Moreover, for most users of open Wi-Fi, traffic is typically encrypted end-to-end using SSL connections, so the VPN doesn’t offer a significant improvement in defences. Even searches from mobile devices are usually encrypted now.
There are also downsides. Using a VPN can degrade performance, so some applications might suffer. Others, especially video players which see VPNs as invisibility cloaks allowing users to sneak past geographic licensing restrictions, may not work at all.
With iOS 10, meanwhile, Apple has opted for deterrent rather than protection.
When you tap the info icon alongside the network in your device’s scan list, iOS pops up an information panel which, for me at least, is a little confusing (see screenshot).
An open Wi-Fi network does not really expose all network traffic; any traffic encrypted end-to-end will be protected even over an open Wi-Fi connection. And, while the advice to use WPA2 Personal on a home network is good, there’s not much a customer can do about it in Starbucks.

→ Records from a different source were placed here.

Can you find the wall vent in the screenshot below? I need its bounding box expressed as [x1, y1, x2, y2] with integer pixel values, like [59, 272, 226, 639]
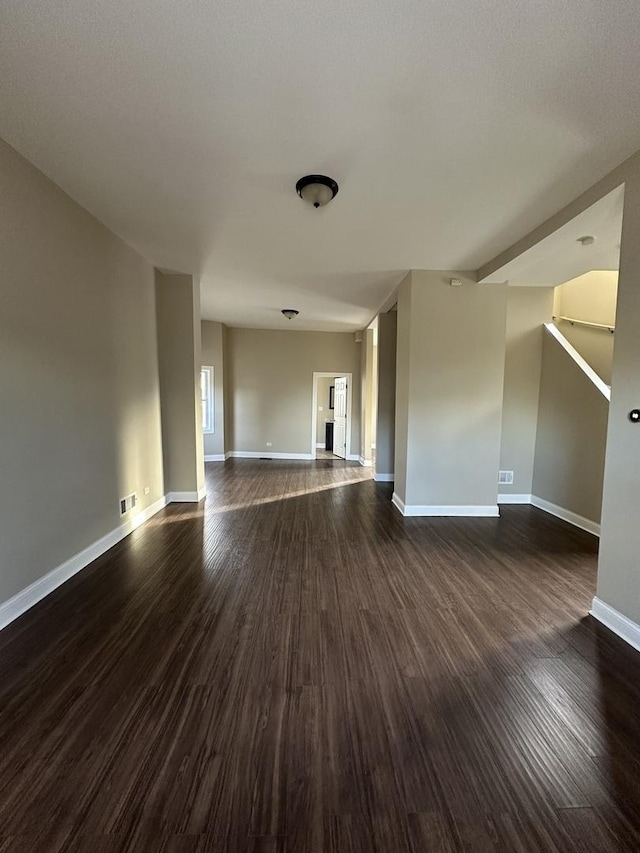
[120, 492, 138, 515]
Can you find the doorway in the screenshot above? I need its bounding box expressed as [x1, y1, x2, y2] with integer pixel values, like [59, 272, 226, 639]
[311, 371, 353, 460]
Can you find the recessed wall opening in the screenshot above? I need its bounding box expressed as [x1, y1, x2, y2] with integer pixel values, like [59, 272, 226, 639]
[311, 371, 353, 461]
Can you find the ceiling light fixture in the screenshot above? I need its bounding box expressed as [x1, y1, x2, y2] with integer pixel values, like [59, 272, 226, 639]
[296, 175, 338, 210]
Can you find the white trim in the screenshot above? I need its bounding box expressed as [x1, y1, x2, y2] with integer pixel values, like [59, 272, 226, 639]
[498, 494, 531, 504]
[403, 504, 500, 518]
[531, 495, 600, 536]
[391, 492, 500, 518]
[308, 370, 358, 462]
[227, 450, 316, 460]
[200, 364, 216, 435]
[391, 492, 404, 515]
[589, 596, 640, 652]
[0, 498, 168, 630]
[167, 487, 207, 504]
[544, 323, 611, 400]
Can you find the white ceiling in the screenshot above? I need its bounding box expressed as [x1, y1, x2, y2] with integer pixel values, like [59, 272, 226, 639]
[482, 187, 624, 287]
[0, 0, 640, 330]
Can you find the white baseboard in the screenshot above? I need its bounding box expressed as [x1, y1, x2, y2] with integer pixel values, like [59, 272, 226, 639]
[391, 492, 404, 515]
[167, 488, 207, 504]
[226, 452, 314, 460]
[531, 495, 600, 536]
[391, 492, 500, 518]
[404, 504, 500, 518]
[0, 498, 168, 630]
[590, 596, 640, 652]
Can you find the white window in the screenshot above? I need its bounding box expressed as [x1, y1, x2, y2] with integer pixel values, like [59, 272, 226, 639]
[200, 367, 215, 433]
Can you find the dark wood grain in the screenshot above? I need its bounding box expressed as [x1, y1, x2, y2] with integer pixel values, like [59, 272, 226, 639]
[0, 459, 640, 853]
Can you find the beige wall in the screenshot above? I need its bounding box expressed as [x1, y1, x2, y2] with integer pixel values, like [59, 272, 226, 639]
[225, 328, 360, 455]
[532, 332, 609, 524]
[202, 320, 229, 456]
[156, 272, 204, 492]
[395, 270, 507, 509]
[360, 329, 375, 463]
[0, 142, 164, 602]
[376, 311, 398, 476]
[500, 285, 553, 495]
[316, 376, 335, 448]
[553, 270, 618, 385]
[389, 273, 413, 500]
[479, 146, 640, 624]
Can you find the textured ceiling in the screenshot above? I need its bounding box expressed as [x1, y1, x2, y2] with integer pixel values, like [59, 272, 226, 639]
[0, 0, 640, 330]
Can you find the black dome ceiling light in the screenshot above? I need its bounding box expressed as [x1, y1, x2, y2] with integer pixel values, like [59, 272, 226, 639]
[296, 175, 338, 210]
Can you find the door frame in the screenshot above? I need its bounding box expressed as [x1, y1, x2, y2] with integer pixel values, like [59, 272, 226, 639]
[311, 370, 358, 462]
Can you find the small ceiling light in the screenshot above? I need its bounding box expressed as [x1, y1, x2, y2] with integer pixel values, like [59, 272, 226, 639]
[296, 175, 338, 209]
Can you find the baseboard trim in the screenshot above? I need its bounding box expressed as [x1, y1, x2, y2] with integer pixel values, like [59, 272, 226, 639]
[391, 492, 500, 518]
[0, 497, 168, 630]
[167, 488, 207, 504]
[404, 504, 500, 518]
[531, 495, 600, 536]
[589, 596, 640, 652]
[226, 452, 316, 460]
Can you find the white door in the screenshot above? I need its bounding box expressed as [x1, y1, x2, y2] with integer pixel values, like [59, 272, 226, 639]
[333, 376, 347, 459]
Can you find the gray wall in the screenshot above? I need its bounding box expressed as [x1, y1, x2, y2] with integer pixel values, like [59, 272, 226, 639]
[156, 272, 204, 492]
[553, 270, 618, 385]
[202, 320, 229, 456]
[376, 311, 398, 475]
[532, 332, 609, 524]
[0, 142, 164, 602]
[225, 328, 361, 455]
[500, 285, 553, 495]
[395, 270, 507, 508]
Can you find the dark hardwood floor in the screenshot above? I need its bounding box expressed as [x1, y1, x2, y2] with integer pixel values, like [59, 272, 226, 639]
[0, 460, 640, 853]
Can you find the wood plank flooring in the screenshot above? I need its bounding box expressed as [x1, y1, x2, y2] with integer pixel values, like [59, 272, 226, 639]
[0, 460, 640, 853]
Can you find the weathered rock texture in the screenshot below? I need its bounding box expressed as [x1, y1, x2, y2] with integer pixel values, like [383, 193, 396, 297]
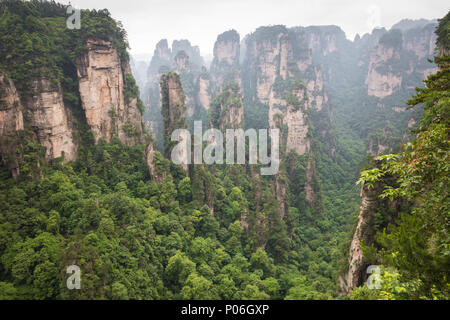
[0, 73, 24, 177]
[339, 182, 379, 295]
[0, 74, 77, 177]
[77, 40, 143, 145]
[160, 72, 189, 172]
[210, 30, 241, 96]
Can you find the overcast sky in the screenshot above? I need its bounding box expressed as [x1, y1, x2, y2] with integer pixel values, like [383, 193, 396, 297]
[60, 0, 450, 55]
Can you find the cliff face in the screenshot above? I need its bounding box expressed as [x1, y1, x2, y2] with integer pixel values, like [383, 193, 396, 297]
[211, 83, 244, 134]
[210, 30, 241, 97]
[26, 79, 77, 161]
[0, 74, 77, 177]
[197, 75, 211, 110]
[243, 26, 337, 218]
[365, 23, 436, 99]
[365, 44, 402, 98]
[339, 182, 380, 295]
[0, 73, 24, 177]
[77, 40, 143, 145]
[160, 72, 190, 172]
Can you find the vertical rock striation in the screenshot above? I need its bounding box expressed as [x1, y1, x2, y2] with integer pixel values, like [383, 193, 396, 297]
[77, 39, 143, 145]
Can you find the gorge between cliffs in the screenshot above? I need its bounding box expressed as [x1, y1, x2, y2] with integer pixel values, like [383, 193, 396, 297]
[0, 0, 450, 300]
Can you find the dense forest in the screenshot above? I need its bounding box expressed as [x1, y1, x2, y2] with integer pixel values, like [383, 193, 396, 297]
[0, 0, 450, 300]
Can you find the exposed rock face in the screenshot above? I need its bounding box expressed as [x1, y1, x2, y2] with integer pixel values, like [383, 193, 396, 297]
[365, 44, 402, 98]
[244, 26, 330, 217]
[197, 76, 211, 110]
[27, 79, 77, 161]
[0, 74, 77, 177]
[339, 182, 378, 295]
[211, 30, 241, 96]
[362, 23, 436, 99]
[174, 51, 190, 74]
[0, 73, 24, 177]
[77, 40, 143, 145]
[147, 39, 172, 79]
[146, 143, 167, 184]
[160, 72, 189, 172]
[211, 83, 244, 131]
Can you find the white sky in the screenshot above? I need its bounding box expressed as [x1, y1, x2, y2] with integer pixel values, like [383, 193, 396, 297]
[59, 0, 450, 55]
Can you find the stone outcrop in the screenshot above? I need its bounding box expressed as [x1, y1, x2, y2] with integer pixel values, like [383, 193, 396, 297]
[160, 72, 190, 172]
[26, 79, 77, 161]
[0, 74, 77, 177]
[339, 182, 379, 295]
[211, 83, 244, 132]
[365, 45, 402, 98]
[197, 74, 211, 110]
[210, 30, 241, 96]
[174, 50, 190, 74]
[77, 39, 143, 145]
[0, 73, 24, 177]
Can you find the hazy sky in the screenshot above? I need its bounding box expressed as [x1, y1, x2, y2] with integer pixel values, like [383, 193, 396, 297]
[60, 0, 450, 55]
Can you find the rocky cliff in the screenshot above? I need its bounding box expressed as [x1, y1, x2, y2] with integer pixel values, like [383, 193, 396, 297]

What these contrasting approaches to Wi-Fi have in common is a desire to be seen acting responsibly in light of any security concerns consumers may have. You can’t throw a stick on the internet today without hitting a scare story about unwittingly surrendering your identity over coffee shop Wi-Fi — thanks largely to the click appeal of any kind of fear-mongering, and much diligent feeding of the press by organizations with security products to sell.
In reality the threat posed by open public Wi-Fi usage is far smaller than some would have us believe.
The risks associated with open Wi-Fi connections arise primarily when traffic is unencrypted between the user’s device and the access point to which they are connected. Anyone in the area with the right know-how can snoop on that traffic. But, as pointed out above, many services we use today are protected by end-to-end encrypted tunnels. So long as the user pays attention to SSL certificate errors (or the apps they use refuse to work unless they can verify they are talking to the right servers), SSL provides far better protection than the Wi-Fi encryption.
In a public setting, encrypting the Wi-Fi network is of limited protection anyhow. It only protects the traffic between the user’s device and the access point; just the first hop in its journey over the internet. Unencrypted traffic would be exposed once more after it leaves the access point. Anyone with access to the router could snoop on the traffic after it hits the wire.
Where multiple people maybe sharing the network, open or encrypted, it is more important to protect against intrusion from other devices on the local network. Client isolation is something that larger shared public Wi-Fi networks usually enable. Smaller venues using consumer grade access points, including all those places with WPA2 encryption turned on, may not have this feature.
All of that aside, the principal reason the risks are far lower than the fear mongers suggest is simply because, relative to the great catalogue of cybercrime options, snooping on Wi-Fi offers very low returns. Large thefts of personal data — the swiping of 500 million sets of customer data, say — invariably stem from hacks into large corporate databases, not people snooping on open Wi-Fi networks, or even snooping on traffic flowing over the internet on the off-chance something useful might float past.
The reality is that the great majority of end users love shared public Wi-Fi for the convenience and cost benefits it delivers. Owners of Devicescape-enabled smartphones typically consume 500MB of data over shared public Wi-Fi every month. Life is an exercise in risk/reward analysis and, where public Wi-Fi is concerned, the rewards are clearly more compelling than the risks.